Of course, this makes great business sense, for why would we not want to support this talented cohort of the workforce? But the reality doesn’t always match up – and it can feel like it’s one step forward and two steps back.

So, what else still needs to change? Take the gender gap for instance. According to the World Economic Forum Global Gender Gap Report 2021, another generation of women will have to wait until there is gender parity – whether that’s in economic participation and opportunity, educational attainment, health and survival or political empowerment.

Its research shows that, since 2020, the time it will take for the gap to close has increased by a generation from 99.5 years to 135.6 years. One of the reasons for this is COVID-19, which has hit female-dominated industries, such as the consumer sector, non-profits and media and communication, particularly hard. This, combined with the additional pressures of providing care at home for children or vulnerable family members, has resulted in the re-opening of gaps that were beginning to close.

You could argue that no-one was ready for the full impact of COVID-19. We didn’t see it coming because we’d not seen it before. A mistake maybe, but one we can probably be forgiven for. Less forgivable is where we do nothing about the things we do know about – and menopause and the workplace is one of these issues.

According to the Office for National Statistics’ Labour Force Survey (Q2 2021), women of menopausal age (45-54) make up 11 per cent of all people in employment and 23 per cent of all women in employment – equating to 3.5 million women.

Some employers seem to want to dismiss the menopause as a cultural taboo that they can sweep under the carpet.  But things are changing. And about time, too.

According to figures from the HM Courts and Tribunals Service, the rate of employment tribunals referencing menopause has jumped from being cited in only five cases in the last nine months of 2018 to ten in the first six months of 2021.

These statistics demonstrate that while a problem clearly exists, the female workforce is finding its voice, as well as the confidence, to challenge the issue that unfortunately permeates workplaces up and down the country.

Such confidence is resulting in employment law specialists encouraging their clients to update their policies urgently to avoid litigation. But should it really take the threat of legal action for this to happen? Shouldn’t we all be looking at it through a much more positive lens, so it’s to do with the progressive reasons for supporting your female workforce and creating a collaborative workplace culture?

At Freshwater, we take the issue extremely seriously.
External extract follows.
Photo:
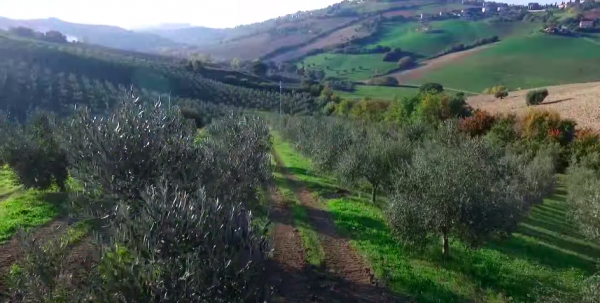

We have launched a menopause policy to support our female colleagues and to educate our whole workforce as it is of relevance to everyone. We’re training managers to raise awareness, encourage dialogue and ensure that everyone feels empowered to raise issues openly and sensitively.

Even the government is cottoning on to the issue and doing something about it.  The Department for Work and Pensions has launched a team of 50 Plus Champions, a national network of advisors, who offer support to employers to help them retain their workforce over the age of 50, including women who are experiencing the menopause. Meanwhile, a new government menopause task force, co-chaired by Minister for Women’s Health, Maria Caulfield, and Labour MP for Swansea East, Carolyn Harris, will consider various methods of support, including sharing best menopause practice in the workplace.

And significantly, Wales is leading the way by offering menopause treatment – Hormone Replacement Therapy (HRT) – free on prescription.

With almost one in four women with serious menopause symptoms forced to leave work, it’s about time we create workplaces where women thrive throughout their career. Let’s not lose their experience, knowledge, skills, commitment and loyalty – just because we can’t talk openly about the menopause.